また、ヒドロキシプロリンが線維芽細胞の活性化をするという論文はありますので、経皮吸収できる構造になっていれば効果が期待できるのかもしれませんね。
大豆由来

人参由来の他にも「大豆由来」の植物性コラーゲンというものもありました。
大豆を発酵させて納豆のような粘性の高いタンパク質を作り、これも植物性コラーゲンと呼んでいます。
ネバネバ成分のもとであるグルタミン酸や大豆に多いとされるイソフラボンの効果を言っていますが、これらも皮膚からでは角質までにしか浸透しません。
しかし、粘性がありますから保湿には良いかもしれませんね。
アーモンド由来

たぶん、あるひとつの化粧品だけのようですが、「アーモンドコラーゲン」というものがありました。
原料には「加水分解アーモンドタンパク」と書かれていましたが、なぜコラーゲンなのかについては調べてもわかりませんでした。

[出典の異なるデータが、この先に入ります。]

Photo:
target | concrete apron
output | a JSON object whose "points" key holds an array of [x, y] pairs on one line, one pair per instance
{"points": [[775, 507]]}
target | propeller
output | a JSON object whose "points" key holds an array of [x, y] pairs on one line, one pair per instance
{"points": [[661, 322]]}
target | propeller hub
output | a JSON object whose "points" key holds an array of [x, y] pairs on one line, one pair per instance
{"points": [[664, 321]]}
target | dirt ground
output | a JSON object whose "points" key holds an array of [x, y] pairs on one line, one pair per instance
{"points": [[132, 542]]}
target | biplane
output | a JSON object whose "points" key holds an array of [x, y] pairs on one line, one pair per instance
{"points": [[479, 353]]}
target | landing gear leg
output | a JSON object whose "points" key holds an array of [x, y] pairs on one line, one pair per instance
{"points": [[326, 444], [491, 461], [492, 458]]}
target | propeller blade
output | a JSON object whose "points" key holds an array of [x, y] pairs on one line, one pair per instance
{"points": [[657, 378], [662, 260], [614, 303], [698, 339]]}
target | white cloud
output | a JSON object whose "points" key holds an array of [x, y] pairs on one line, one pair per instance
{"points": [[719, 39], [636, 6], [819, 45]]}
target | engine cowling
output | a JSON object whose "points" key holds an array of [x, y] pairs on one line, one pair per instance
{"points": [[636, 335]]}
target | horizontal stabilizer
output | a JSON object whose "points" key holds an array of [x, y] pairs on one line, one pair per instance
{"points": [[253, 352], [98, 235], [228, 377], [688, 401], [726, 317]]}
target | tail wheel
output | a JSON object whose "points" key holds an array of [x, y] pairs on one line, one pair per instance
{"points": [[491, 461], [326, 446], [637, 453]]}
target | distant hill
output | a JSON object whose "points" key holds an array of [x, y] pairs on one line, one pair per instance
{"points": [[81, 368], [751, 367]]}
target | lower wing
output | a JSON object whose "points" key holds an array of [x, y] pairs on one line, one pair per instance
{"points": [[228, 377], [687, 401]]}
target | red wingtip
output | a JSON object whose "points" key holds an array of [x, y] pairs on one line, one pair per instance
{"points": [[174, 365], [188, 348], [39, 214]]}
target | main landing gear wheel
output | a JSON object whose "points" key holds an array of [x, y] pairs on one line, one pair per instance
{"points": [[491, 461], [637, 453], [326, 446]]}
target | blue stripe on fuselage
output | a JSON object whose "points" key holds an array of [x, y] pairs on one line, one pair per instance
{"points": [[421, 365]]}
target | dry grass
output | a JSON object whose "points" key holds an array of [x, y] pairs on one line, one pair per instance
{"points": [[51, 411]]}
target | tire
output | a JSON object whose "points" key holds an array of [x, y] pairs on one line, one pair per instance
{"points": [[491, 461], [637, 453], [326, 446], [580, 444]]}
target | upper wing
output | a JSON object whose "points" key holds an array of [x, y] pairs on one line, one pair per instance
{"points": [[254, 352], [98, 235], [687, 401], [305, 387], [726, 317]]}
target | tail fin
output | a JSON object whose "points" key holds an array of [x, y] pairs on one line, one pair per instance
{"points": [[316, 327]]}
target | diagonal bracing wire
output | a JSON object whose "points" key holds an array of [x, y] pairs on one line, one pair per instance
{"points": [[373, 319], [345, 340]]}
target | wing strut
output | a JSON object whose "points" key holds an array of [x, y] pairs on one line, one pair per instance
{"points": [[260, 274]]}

タンパク質という点では、コラーゲンと共通していることは間違いないですね。
消費者心理
このように、動物性たんぱく質のひとつであるコラーゲンの定義から考えると、
これらの植物性コラーゲンはコラーゲンではないと言えます。
これらを配合した製品の正しい表示は、
- 人参由来は、
- 大豆由来は、
- アーモンドは、
と、このようになります。
これは、私の独断と偏見での推測ですが、「植物性」と「コラーゲン」という語句自体が消費者に対して購買意欲をそそる肯定的なイメージがあると考えて、こじつけたのではないでしょうかね。
以上、植物性コラーゲンについてでした。